1. Constitutional monarchy.
2. The Qing Emperor needs to take a Chinese wife - preferably one from the former Ming Dynasty or a descendant of Confucius.
3. The Exam System needed to be either scrapped or reformed.
4. Military reform. The whole of the military needs reform. The Draft is the best option.
 
First problem is the Qing themselves. The Qing was considered by many Chinese as usurpers.

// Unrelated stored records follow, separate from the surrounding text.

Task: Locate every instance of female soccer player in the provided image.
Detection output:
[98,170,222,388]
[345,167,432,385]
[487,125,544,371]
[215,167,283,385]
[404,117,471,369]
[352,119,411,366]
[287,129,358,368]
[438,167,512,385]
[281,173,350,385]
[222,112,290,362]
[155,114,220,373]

Say what? Post-Beijing capture, Han defectors outnumbered by 3 to 1 actual Manchu in their takeover of the Southern Ming (there were non-Manchu non Han too, but Manchu were the majority before they eight banners took on Han defectors). How can they be usurpers when most of their supporters were Han?
 

Kaze

Banned
I am talking past the Ming-Qing transition where it was whispered that they usurped the throne - even if it was not the actual history as it was. People like to invent their own history even if it is not true.
 
Say what? Post-Beijing capture, Han defectors outnumbered by 3 to 1 actual Manchu in their takeover of the Southern Ming (there were non-Manchu non Han too, but Manchu were the majority before they eight banners took on Han defectors). How can they be usurpers when most of their supporters were Han?
Those Han defectors were fighting for money and power with not much loyalty to anyone.The fought for the Manchus because they were winning.You are also forgetting that resistance in the south was extremely fierce.Even then,the leader of these traitors(Wu Sangui) planned to back-stab the Manchus as soon as the opportunity presents itself.
 
An example of "one center industrialization" might be Egypt before its monarchy got overthrown, the Ottomans (not a great example since their leadership was in the gutter too), Russia from the Crimean War to the 1890s... all those places pretty much only reformed the legal system, fought corruption and the black market outside of their industrial centers. If "one center" westernization minimizes unrest, that should be done and hope as generations pass the rest of the country catches up without a push from the top. If "cold turkey" actually shortens unrest, then that should happen.
So, OTL?
 
We have more than a "dissatisfied nobles" problem here otherwise it would be that simple.

I believe dissatisfied nobles would be annoying, but they were not the obstacles. They failed to stop Cixi's coup; they failed to suppress Taiping rebellion; they didn't do anything when revolution had started in 1911.

I think all these nobles were caring about their welfare cheques.